Юноша склонил голову, но глаза его, с неприязнью глядевшие на сестру повелителя, сверкнули несогласием. Взгляд этот поймала и ханбика. Она вспыхнула как порох, прикусила губу. Юноша и в самом деле был красив и знатен. Но что за брак ждал её с этим красавцем, Гаухаршад предвидела так ясно, словно глядела в прозрачное зеркало жизни. Ширинский мурза будет посещать её ложе время от времени, когда ему захочется заиметь наследника, а все остальные ночи проведёт в объятьях соблазнительных наложниц. Возможно, она сможет добиться права быть единственной женой из-за принадлежности к высокому роду, но какие преимущества получит? Супруг будет дарить ей моменты близости по обязанности, которая будет тяготить его. Вот что её ожидает: участь забытой женщины, которую будут выставлять напоказ знатным гостям, как очень дорогой, но неудобный кубок, из которого никому не придёт в голову испить вина. Что бы ни делал её брат, она не сдастся и не позволит соединить себя узами брака с этим вельможным красавцем!
Гаухаршад низко склонилась перед ханом, стараясь перед лицом казанских вельмож оказать брату как можно больше почтения:
– Простите, повелитель, мою вспыльчивость, должно быть, я ещё не пришла в себя от тягот дороги.
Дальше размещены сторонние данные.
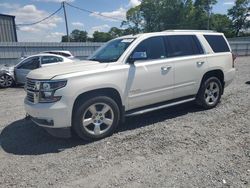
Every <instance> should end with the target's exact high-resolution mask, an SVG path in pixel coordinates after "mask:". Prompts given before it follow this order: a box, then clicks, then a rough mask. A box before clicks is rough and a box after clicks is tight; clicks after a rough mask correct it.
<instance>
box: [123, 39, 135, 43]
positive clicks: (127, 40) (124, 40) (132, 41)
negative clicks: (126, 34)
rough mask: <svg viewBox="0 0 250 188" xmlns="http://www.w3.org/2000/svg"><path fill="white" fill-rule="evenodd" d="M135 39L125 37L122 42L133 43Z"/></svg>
mask: <svg viewBox="0 0 250 188" xmlns="http://www.w3.org/2000/svg"><path fill="white" fill-rule="evenodd" d="M133 40H134V39H123V40H122V41H121V42H125V43H131V42H133Z"/></svg>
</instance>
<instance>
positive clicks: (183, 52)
mask: <svg viewBox="0 0 250 188" xmlns="http://www.w3.org/2000/svg"><path fill="white" fill-rule="evenodd" d="M165 39H166V46H167V48H168V58H169V60H171V61H172V63H173V64H174V69H175V74H174V88H175V89H174V96H175V98H180V97H185V96H191V95H195V94H196V93H197V92H198V89H199V87H200V86H199V84H200V80H201V78H202V76H203V74H204V72H205V71H206V68H207V59H206V56H205V54H204V50H203V48H202V46H201V44H200V42H199V39H198V38H197V37H196V35H169V36H166V37H165Z"/></svg>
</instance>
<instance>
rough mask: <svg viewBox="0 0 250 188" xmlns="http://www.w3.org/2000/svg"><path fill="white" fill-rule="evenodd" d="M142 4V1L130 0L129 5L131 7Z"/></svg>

Умоляю вас, позвольте покинуть этот прекрасный пир и удалиться в свои покои.
Слова девушки были полны смирения и раскаяния, но в глазах, которые она подняла на брата, мелькнула воинственная искорка. Внешне она будет покорна, но не покорится никогда! Вызов брошен! И Абдул-Латыф увидел этот вызов и принял его, хотя ответные слова его были доброжелательны:
– Ступай, сестра, пусть Аллах пребудет с тобой.
Он повернулся к главному распорядителю праздника, приказал:
– Музыку и танцовщиц!
В зале все зашевелились, громко заговорили. Заиграла музыка, и гурии в развевающихся одеждах цветным вихрем ворвались в очерченный роскошным ковром круг.
С утра Гаухаршад отправилась на прогулку на красивейший, простёршийся до самого Итиля луг, который в народе прозвали Ханским. Поехала не в роскошной кибитке, не со свитой щебечущих служанок и не в окружении тучных нянек с постными лицами. Она пожелала вскочить на горячего скакуна, а тот уже перебирал точёными ногами и косил на новую хозяйку лиловым глазом. Ханбика промчалась через весь город, погоняя аргамака и не замечая простолюдинов, с криками и воплями разбегавшихся по сторонам. За ней промчался и её ногайский отряд – охрана, прибывшая с сиятельной госпожой из Крыма. Охрану нынче возглавлял Хыяли-баши, и он кичился новым высоким положением. Мангыт сменил овчины на новый, тёмно-вишнёвого бархата казакин, а на голове вместо неизменного лисьего малахая красовался невысокий тюрбан с дорогим пером белоснежной цапли. Рядом с новым начальником охраны мчался Геворг. Лицо сына Турыиша было мрачным, а взгляд пронзительно-чёрных глаз – полон печали. Все знали, как горюет сын об участи отца, и потому не приставали к нему с расспросами.